Pair Corralation between Ping An and Fiberhome Telecommunicatio
Assuming the 90 days trading horizon Ping An Insurance is expected to under-perform the Fiberhome Telecommunicatio. But the stock apears to be less risky and, when comparing its historical volatility, Ping An Insurance is 2.7 times less risky than Fiberhome Telecommunicatio. The stock trades about -0.25 of its potential returns per unit of risk. The Fiberhome Telecommunication Technologies is currently generating about 0.03 of returns per unit of risk over similar time horizon. If you would invest 1,902 in Fiberhome Telecommunication Technologies on October 23, 2024 and sell it today you would earn a total of 18.00 from holding Fiberhome Telecommunication Technologies or generate 0.95% return on investment over 90 days.

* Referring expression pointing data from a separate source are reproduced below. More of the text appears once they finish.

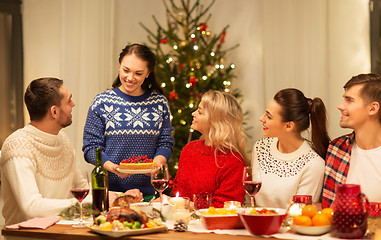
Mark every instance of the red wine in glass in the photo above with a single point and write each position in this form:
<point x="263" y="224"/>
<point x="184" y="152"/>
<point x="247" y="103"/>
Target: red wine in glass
<point x="252" y="181"/>
<point x="160" y="179"/>
<point x="80" y="194"/>
<point x="160" y="185"/>
<point x="252" y="187"/>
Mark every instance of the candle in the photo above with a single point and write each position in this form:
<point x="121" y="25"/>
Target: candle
<point x="232" y="204"/>
<point x="178" y="202"/>
<point x="182" y="214"/>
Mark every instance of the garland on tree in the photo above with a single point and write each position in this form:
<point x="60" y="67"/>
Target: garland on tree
<point x="190" y="61"/>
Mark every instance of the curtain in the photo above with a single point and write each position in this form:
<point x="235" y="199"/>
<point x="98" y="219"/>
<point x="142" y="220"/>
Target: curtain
<point x="11" y="69"/>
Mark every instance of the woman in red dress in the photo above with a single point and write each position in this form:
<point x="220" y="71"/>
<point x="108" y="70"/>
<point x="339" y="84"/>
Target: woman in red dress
<point x="214" y="164"/>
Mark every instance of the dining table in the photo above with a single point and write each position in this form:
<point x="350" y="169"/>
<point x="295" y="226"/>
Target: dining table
<point x="67" y="232"/>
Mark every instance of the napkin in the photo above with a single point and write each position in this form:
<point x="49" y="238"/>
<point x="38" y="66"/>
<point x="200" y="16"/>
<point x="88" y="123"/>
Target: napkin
<point x="41" y="223"/>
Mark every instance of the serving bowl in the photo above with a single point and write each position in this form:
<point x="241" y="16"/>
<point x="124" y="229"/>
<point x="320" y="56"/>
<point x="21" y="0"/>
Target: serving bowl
<point x="311" y="230"/>
<point x="211" y="222"/>
<point x="262" y="224"/>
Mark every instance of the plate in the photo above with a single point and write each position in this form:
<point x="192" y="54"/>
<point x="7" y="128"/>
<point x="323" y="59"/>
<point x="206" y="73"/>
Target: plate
<point x="136" y="171"/>
<point x="121" y="233"/>
<point x="312" y="230"/>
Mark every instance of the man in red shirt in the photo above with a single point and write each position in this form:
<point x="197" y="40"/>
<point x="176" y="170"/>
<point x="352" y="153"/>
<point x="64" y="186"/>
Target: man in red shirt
<point x="356" y="158"/>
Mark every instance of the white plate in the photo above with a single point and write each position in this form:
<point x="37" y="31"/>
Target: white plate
<point x="137" y="171"/>
<point x="312" y="230"/>
<point x="121" y="233"/>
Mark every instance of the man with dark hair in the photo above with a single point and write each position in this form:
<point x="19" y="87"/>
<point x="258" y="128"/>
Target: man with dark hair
<point x="37" y="163"/>
<point x="356" y="158"/>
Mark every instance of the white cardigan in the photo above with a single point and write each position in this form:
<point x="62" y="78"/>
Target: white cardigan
<point x="38" y="171"/>
<point x="285" y="175"/>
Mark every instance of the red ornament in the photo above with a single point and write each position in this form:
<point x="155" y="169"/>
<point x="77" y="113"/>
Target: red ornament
<point x="202" y="27"/>
<point x="181" y="67"/>
<point x="192" y="81"/>
<point x="173" y="95"/>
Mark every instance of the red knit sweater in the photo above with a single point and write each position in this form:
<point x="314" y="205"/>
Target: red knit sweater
<point x="199" y="171"/>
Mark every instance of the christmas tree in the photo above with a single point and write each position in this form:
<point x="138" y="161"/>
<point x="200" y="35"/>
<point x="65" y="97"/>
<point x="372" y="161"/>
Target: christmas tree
<point x="190" y="61"/>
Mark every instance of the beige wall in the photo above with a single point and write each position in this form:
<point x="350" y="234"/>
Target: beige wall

Time Period | 3 Months [change] |
Direction | Moves Together |
Strength | Insignificant |
Accuracy | 100.0% |
Values | Daily Returns |
Ping An Insurance vs. Fiberhome Telecommunication Te
Performance |
Timeline |
Ping An Insurance |
Fiberhome Telecommunicatio |
Ping An and Fiberhome Telecommunicatio Volatility Contrast
Predicted Return Density |
Returns |
Pair Trading with Ping An and Fiberhome Telecommunicatio
The main advantage of trading using opposite Ping An and Fiberhome Telecommunicatio positions is that it hedges away some unsystematic risk. Because of two separate transactions, even if Ping An position performs unexpectedly, Fiberhome Telecommunicatio can make up some of the losses. Pair trading also minimizes risk from directional movements in the market. For example, if an entire industry or sector drops because of unexpected headlines, the short position in Fiberhome Telecommunicatio will offset losses from the drop in Fiberhome Telecommunicatio's long position.Ping An vs. Harbin Air Conditioning | Ping An vs. Western Mining Co | Ping An vs. Jointo Energy Investment | Ping An vs. Hainan Mining Co |
Check out your portfolio center.Note that this page's information should be used as a complementary analysis to find the right mix of equity instruments to add to your existing portfolios or create a brand new portfolio. You can also try the FinTech Suite module to use AI to screen and filter profitable investment opportunities.